Field Notes on a small ‘country’ on the Gulf of Mexico
At a Glance
American pinesap, black-fruited spike sedge, enchanter’s nightshade, sand spike moss
Redheaded woodpeckers, Texas brown tarantula, Red River mudpuppy
Five hours before Hurricane Ida’s landfall, limbs of the nearly 300-year-old Étienne de Boré oak in uptown New Orleans began to sigh in the first gusts. Nearby, opposite Audubon Zoo, the Mississippi River maintained its course, though soon, Ida would temporarily reverse it.
We are the children of our landscape. Majestic oak and River, capital R: these are elements of our inheritance, as Louisianians. They are among the ideals that we romanticize and export to the world. They comprise part of our natural environment and help us construct our nature. Before and after storms strike our coast, I visit such places, custodians of local knowledge and memory, hoping to learn what they can teach about perseverance and resiliency, also grace.
Years ago, in New Zealand, where you can dine in a Cajun restaurant and then step outside to view the Southern Cross in the night sky, the premier poet laureate explained an aspect of his countrymen’s psyche to me. “For us,” Bill Manhire said, “Antarctica is always at the back of the mind, just as the Outback is always at the back of the mind of Australians, and just as the West is for Americans.” Although I understood the notion, the West has never pulsed in my mind like, say, the currents of the Atchafalaya.
Later, living in another country, I spent years overhearing locals discuss Americans as people who are always doing this, always doing that, as though more than 300 million of us reside within a cliché. One urge — to sit them down and discuss the problematic simplification — paled against another: Come to Louisiana, I wanted to say. Witness the diversity of our small and beautiful country on the Gulf of Mexico. Let us begin by pronouncing its name. Listen to five syllables unfurl like the title of an epic poem.

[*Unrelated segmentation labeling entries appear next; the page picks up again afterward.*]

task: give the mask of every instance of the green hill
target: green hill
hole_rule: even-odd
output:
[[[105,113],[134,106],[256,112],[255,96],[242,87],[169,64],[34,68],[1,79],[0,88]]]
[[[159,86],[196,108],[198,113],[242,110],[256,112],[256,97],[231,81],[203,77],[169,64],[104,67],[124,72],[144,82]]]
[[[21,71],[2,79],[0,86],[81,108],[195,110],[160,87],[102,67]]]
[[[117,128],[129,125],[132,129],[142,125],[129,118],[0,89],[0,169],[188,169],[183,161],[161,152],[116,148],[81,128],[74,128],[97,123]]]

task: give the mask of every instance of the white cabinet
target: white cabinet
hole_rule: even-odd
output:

Our diversities extend beyond accents and recipes that change by neighborhood. Show a citrus farmer south of Belle Chasse or a fisherman who works off the coast of Pecan Island the red-orange stone from the piney hills of Bienville Parish, and they might assume it comes from a foreign land. In those piney hills, in one of the many worlds that comprise Louisiana, rises Driskill Mountain, elevation 535 feet, our highest peak. Inside a rusted tin box at its summit, the guest register contains signatures, all entered between March and August 2021, from Arizona, Pennsylvania, Montana, New York, Michigan, California, Wisconsin, Nevada, Virginia, and Alaska. Some signees are participating in the High Points Challenge to summit the highest peak in every state. Many of those started their journey at Driskill, an understandable decision, given its wide trail and easy ascent.
Of the 50 states, Louisiana has neither the lowest low point (California’s Badwater Basin, at -282 feet), nor the lowest high point (Florida’s Britton Hill, at 345 feet). At a slow pace, you can summit Driskill in under an hour, even if you like to crawl around on the ground, as I do, because while the Cascades and Sierra Nevadas offer immediate gratification, Louisiana’s trails encourage introspection. Here, fulfillment requires patience.

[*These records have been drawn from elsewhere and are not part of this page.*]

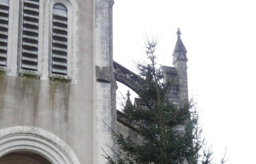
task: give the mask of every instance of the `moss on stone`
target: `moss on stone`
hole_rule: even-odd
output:
[[[35,75],[28,74],[22,74],[20,75],[22,77],[26,77],[30,79],[38,79],[39,77]]]
[[[50,79],[54,82],[60,82],[63,83],[69,83],[70,80],[57,77],[50,77]]]
[[[4,75],[4,71],[0,70],[0,75]]]

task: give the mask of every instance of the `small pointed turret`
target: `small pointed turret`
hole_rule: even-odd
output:
[[[187,58],[187,51],[181,39],[180,38],[180,35],[181,35],[181,33],[180,28],[178,28],[178,31],[176,34],[178,36],[178,39],[173,53],[173,65],[175,65],[178,60],[185,62],[188,61],[188,58]]]
[[[132,107],[133,105],[132,105],[132,103],[130,99],[130,96],[131,94],[130,94],[130,91],[129,90],[127,91],[127,94],[126,94],[127,96],[127,99],[126,99],[126,103],[125,103],[125,106],[124,107],[124,110],[127,109],[129,109],[131,107]]]

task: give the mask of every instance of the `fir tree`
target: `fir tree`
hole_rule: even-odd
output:
[[[139,75],[145,79],[138,88],[144,105],[132,105],[128,93],[124,111],[133,120],[141,142],[135,143],[131,136],[125,137],[108,126],[121,151],[112,150],[114,156],[102,155],[109,164],[211,164],[212,153],[205,149],[194,104],[190,101],[178,107],[168,98],[172,83],[163,82],[162,67],[156,63],[157,43],[157,39],[147,38],[146,55],[149,64],[136,64]],[[181,131],[176,128],[181,125],[184,127]],[[224,158],[221,163],[225,162]]]

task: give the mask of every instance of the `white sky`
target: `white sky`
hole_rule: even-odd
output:
[[[158,35],[159,64],[172,66],[177,28],[188,53],[190,98],[214,161],[255,163],[256,2],[253,0],[115,0],[114,59],[134,70],[143,38]],[[125,94],[126,89],[120,87]],[[122,90],[123,89],[123,90]]]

We remove ourselves from the familiar by focusing on what is in front of us. An unflinching gaze at the bark of a tree, a turning leaf, or backyard bird has the potential to alter the way we comprehend our place in the world. Such consideration ultimately reveals an acknowledgment of what the land offers. With that comes a responsibility to care for it, to leave it better than we found it, to pass it on.

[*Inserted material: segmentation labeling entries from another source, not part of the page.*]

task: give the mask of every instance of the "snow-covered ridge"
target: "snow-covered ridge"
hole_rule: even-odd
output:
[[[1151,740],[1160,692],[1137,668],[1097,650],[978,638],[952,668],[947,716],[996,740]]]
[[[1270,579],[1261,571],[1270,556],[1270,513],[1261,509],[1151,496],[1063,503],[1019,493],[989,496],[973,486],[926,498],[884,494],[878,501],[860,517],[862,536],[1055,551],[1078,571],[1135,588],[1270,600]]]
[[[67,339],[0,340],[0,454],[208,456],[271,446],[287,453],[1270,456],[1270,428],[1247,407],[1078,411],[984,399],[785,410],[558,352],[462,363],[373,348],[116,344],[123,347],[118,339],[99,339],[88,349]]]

Looking deeply into the many corners of Louisiana helps us to recognize several things. We learn, fairly quickly, that we have more in common than a shared humidity. Our history, culture, and the land itself — those true shared inheritances — continually remind us that this place, our place, is as exotic and strange and bountiful as any on earth.
Did you know?
Facts and Figures
- Driskill Mountain is privately owned and maintained by volunteers. The western side of the mountain has been owned by the Jones family since 1883, the majority of the trail made public courtesy of the Lou Jones Family.
- Access the summit via two trails. The lesser-travelled trail takes hikers over False Mountain before elevating to the summit of Driskill Mountain. The well-marked main trail — 1.8 miles round-trip — has a vertical gain of 150 feet.
- In 1934, the outlaws Bonnie and Clyde died in an ambush near Sailes, southwest of Arcadia, “Heart of Louisiana’s Piney Hills Country” and Bienville Parish seat. Farther south, Saline served as a filming location for “Blaze,” the biopic about Earl Long starring Paul Newman.